What is Krack? The Wi-Fi security flaw explained
Apple and Google have both promised to fix the Krack WPA2 security flaw that leaves masses of routers and Wi-Fi connections vulnerable to hackers.
Discovered on Monday October 16, the Krack flaw can be exploited by hackers to intercept encrypted network traffic and inject malicious code such as ransomware into websites – despite Wi-Fi networks appearing to be secure through the WPA2 protocol.
Google has now said it will release a patch on November 6 to secure Wi-Fi connections on Android devices, though makers of Android phones with their own custom skins and modifications will need to push out their own patch to their customers.
Apple has also stated that it has developed macOS and iOS patches that are currently being tested and will be rolled out to its users within a matter of weeks.
Microsoft appears to have been well ahead of the game, with the Redmond-based company explaining it has issued a security update last week that fixes the security hole for Windows 10 and Windows 8, and even Windows 7 users.
The potential scope for the Krack vulnerability to wreak havoc and allow hackers to steal valuable information such as credit card details, passwords and user names, is rather large.
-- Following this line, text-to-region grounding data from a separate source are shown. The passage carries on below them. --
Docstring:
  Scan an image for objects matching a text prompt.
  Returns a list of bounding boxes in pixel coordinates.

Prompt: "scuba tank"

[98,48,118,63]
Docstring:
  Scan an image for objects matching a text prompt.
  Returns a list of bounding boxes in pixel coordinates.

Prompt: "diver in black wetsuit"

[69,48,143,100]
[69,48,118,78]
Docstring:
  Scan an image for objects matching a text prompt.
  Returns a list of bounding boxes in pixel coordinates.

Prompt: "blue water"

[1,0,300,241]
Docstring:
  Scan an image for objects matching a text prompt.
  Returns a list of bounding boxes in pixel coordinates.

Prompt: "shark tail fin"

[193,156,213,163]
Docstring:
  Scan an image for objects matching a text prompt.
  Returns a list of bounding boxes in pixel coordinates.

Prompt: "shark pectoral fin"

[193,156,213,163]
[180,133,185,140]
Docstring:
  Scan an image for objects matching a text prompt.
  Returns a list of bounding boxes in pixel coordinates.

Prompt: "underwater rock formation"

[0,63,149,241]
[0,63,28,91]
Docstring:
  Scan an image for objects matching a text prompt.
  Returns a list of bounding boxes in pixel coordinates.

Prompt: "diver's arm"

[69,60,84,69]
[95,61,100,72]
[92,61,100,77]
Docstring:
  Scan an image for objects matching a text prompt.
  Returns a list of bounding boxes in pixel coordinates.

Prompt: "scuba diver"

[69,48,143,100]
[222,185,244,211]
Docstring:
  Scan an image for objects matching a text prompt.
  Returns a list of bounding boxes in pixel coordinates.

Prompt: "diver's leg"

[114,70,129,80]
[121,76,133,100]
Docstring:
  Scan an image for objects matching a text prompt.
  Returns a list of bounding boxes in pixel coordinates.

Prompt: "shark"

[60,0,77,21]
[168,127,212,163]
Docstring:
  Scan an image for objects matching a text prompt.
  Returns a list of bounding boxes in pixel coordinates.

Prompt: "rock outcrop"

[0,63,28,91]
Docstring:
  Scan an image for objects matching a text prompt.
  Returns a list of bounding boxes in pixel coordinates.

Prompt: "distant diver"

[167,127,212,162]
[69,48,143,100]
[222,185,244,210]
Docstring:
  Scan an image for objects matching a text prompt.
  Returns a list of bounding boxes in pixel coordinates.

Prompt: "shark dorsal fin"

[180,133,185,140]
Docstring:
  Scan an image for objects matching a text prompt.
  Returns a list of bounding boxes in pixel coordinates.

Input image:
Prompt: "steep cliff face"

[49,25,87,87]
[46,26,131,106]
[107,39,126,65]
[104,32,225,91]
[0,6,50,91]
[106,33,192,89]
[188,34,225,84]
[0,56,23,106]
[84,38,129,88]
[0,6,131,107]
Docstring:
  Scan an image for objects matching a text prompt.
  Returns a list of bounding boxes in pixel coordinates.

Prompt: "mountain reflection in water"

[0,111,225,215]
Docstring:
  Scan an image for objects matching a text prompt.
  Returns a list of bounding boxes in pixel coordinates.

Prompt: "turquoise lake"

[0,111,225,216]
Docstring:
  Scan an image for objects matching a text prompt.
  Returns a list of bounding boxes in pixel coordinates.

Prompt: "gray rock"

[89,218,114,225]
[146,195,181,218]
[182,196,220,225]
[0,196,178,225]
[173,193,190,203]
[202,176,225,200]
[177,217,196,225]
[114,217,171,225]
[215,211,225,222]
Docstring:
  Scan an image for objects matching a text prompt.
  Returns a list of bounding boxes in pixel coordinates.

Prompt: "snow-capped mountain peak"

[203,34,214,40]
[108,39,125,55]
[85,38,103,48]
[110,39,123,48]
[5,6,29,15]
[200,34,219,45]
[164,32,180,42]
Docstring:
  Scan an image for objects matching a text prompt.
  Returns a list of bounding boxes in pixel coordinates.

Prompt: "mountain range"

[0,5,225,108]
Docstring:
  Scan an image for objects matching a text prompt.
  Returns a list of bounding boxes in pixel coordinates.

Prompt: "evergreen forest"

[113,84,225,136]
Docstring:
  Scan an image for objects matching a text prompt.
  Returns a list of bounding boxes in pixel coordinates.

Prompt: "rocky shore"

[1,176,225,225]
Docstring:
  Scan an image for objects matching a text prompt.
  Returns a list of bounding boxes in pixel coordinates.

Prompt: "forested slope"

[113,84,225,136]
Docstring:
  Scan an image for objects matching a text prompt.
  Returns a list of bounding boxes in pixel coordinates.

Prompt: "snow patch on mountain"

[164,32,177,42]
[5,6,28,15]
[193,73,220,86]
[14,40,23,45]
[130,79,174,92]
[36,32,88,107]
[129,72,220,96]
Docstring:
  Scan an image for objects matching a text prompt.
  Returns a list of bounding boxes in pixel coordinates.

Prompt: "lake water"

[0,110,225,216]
But before you go around shutting off every Wi-Fi device in your house, it’s worth noting that hackers need to be in range of your Wi-Fi connection to exploit it.
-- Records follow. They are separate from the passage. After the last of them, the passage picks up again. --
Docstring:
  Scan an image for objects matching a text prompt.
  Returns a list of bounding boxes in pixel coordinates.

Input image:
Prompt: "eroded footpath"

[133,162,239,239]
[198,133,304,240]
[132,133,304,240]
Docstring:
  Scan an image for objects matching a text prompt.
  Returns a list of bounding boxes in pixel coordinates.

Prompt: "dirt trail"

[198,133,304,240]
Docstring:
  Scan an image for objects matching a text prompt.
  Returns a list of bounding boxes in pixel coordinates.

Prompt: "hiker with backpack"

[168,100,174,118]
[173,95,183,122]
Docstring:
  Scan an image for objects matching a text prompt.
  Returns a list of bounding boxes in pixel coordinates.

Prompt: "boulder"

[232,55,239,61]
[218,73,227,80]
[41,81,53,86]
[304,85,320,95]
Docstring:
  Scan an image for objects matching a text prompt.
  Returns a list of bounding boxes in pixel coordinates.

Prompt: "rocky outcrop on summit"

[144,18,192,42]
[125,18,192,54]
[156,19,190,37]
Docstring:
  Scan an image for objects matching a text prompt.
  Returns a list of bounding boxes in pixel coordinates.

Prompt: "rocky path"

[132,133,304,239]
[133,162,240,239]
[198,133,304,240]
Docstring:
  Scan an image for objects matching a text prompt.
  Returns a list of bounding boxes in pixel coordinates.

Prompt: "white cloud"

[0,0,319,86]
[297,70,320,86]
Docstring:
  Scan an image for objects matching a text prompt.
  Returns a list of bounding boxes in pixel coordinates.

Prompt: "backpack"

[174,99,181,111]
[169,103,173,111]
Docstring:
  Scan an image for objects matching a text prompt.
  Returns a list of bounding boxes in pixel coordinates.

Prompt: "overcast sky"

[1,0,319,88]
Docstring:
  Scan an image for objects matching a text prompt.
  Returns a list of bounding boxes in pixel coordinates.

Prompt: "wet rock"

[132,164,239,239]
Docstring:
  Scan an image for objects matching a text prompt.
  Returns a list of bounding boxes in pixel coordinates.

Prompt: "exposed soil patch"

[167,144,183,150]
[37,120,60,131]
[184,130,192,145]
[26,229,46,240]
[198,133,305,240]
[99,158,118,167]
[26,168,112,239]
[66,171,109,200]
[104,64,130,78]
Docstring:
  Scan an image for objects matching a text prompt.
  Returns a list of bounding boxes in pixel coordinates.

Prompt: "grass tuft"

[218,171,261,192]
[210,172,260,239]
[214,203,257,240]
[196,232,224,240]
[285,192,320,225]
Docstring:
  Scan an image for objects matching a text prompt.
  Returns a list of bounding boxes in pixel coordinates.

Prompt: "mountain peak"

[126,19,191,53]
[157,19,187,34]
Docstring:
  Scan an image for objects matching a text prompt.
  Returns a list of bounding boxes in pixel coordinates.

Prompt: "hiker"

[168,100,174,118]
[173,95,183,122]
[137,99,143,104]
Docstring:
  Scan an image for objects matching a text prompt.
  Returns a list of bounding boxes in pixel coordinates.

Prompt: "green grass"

Plus, if you are connecting to a site that uses the more secure HTTPS standard, then your data travelling to and from it should have an extra layer of encryption to discourage cyber crooks from swiping it; but in the same vein, sites using the older the HTTP standard should be avoided.
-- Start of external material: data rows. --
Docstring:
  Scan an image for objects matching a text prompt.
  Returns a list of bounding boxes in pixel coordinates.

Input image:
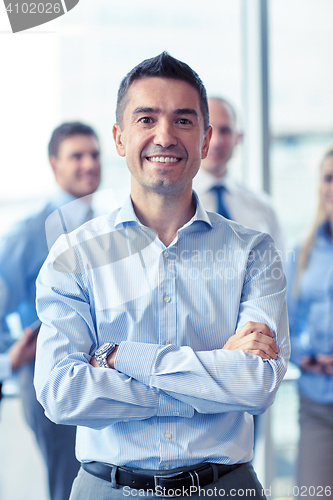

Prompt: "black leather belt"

[82,461,243,491]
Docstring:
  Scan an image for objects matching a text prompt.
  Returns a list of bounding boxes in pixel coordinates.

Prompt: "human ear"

[201,125,213,160]
[112,124,126,157]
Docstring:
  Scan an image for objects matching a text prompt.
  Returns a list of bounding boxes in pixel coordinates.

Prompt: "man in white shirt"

[193,97,284,254]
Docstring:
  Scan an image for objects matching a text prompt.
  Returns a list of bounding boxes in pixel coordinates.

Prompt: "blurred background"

[0,0,333,498]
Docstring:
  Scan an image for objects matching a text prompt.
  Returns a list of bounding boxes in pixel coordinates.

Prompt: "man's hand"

[222,322,279,360]
[313,354,333,375]
[89,355,99,367]
[89,346,119,369]
[8,327,38,371]
[299,355,323,374]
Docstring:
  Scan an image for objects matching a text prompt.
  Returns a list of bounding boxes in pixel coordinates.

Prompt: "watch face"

[96,343,113,357]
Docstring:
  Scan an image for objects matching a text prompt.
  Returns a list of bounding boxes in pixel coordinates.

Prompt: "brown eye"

[177,119,191,125]
[139,117,153,124]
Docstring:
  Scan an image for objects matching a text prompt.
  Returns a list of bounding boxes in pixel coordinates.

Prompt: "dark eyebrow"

[174,108,199,119]
[132,107,160,115]
[132,107,198,119]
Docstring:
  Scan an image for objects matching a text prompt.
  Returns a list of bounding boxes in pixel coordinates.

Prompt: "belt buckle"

[153,469,200,495]
[153,471,183,491]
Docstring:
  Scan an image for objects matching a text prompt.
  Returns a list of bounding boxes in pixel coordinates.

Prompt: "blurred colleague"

[287,148,333,498]
[34,52,289,499]
[0,121,101,500]
[193,97,284,253]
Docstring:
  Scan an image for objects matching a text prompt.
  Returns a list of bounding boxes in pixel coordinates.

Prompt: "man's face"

[50,134,101,198]
[201,99,240,178]
[113,77,212,196]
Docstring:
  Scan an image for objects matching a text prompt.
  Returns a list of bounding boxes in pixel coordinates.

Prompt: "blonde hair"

[294,148,333,295]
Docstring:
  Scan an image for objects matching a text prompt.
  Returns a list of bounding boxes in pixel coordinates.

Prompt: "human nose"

[83,153,99,170]
[153,119,177,148]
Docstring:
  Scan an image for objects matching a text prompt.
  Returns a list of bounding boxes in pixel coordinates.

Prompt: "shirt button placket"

[159,246,177,353]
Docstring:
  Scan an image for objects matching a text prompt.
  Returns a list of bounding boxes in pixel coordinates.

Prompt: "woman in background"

[287,148,333,498]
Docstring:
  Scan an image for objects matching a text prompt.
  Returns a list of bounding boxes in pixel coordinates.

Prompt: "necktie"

[210,185,231,220]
It’s also worth ensuring you have the latest updates for your Wi-Fi devices and that the security software on your computer is up-to-date. Making use of a virtual private network (VPN) when connecting to a public Wi-Fi hotspot will also help keep you out of the sights of hackers looking to exploit Krack while they have the chance.
Overall, Krack is a nasty vulnerability, but it would appear that the major tech companies are on the case to plug the security hole and force hackers and cyber criminals to find new vectors of attack.